October 25, 2010

Hoffman: in a dreadful manner


According to the October 25, 1817 issue of the New York Evening Post, a boy was sitting on the "Courtlandt-street Dock, with his legs hanging over the wharf." A steamboat was coming in and he tried to jump down on it. Instead, he was caught by the boat and his right leg was crushed "in a dreadful manner." His right leg had to be amputated above the knee.

The boy, future writer Charles Fenno Hoffman, replaced his missing limb with "a cork substitute," according to the Cyclopedia of American Literature, compiled by Evert Augustus Duyckinck. According to all reports, the lack of a right leg never impeded Hoffman in any way. He continued "the out-door life and athletic exercises" which he enjoyed. At age 15, he enrolled at Columbia College, where he particularly excelled on the debate team. He dropped out in his junior year but was apparently given an honorary degree years later.
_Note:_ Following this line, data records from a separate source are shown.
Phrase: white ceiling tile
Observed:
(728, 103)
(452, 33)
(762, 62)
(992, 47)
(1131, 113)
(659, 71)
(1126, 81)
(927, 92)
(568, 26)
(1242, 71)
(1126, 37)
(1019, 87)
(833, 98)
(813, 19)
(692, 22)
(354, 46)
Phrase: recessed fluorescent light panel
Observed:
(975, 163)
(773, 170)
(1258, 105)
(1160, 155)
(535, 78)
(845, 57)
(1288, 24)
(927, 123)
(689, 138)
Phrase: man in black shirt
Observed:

Perhaps his most interesting accomplishment to emphasize Hoffman's "out-door" and "athletic" life was his trip in 1833. That year, he traveled on horseback from his home in New York as far west as the Mississippi River, through Kentucky and Virginia, in the dead of winter. The trip was the basis for his book A Winter in the West.
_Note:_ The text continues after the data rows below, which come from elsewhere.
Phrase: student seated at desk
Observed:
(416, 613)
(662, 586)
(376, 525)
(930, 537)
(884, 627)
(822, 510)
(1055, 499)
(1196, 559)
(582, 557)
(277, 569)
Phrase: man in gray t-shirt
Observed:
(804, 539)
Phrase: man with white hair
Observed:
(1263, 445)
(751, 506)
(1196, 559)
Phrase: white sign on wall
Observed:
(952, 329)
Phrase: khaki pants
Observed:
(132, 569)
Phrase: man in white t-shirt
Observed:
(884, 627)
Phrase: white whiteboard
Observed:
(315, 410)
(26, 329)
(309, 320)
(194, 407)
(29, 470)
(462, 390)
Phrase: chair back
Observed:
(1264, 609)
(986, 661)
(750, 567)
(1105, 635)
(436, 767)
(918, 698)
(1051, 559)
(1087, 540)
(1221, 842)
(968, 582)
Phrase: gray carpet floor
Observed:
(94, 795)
Hoffman and his friends never seem to mention much about the leg situation. But, looking at one particular scene in A Winter in the West, you can't help but picture his situation:

I rode thus for miles without seeing a living thing except a raven, which... I at once took it for granted was hovering near one of the savage beasts to which he so faithfully plays the jackal. Wheeling my horse suddenly from the trail towards a thicket of dwarf oaks... he shied from the bush, and I was thrown upon the spot. After extricating the foot, by which I was dragged a yard or two, from the stirrup, I sprang up but little hurt, and moved as quickly as possible to catch my horse... "This is very ridiculous."

...I sat down at once among the long dry grass, and stripping off my leggings, and disembarassing my heels of the now useless spurs, stowed all away in my coat-pockets.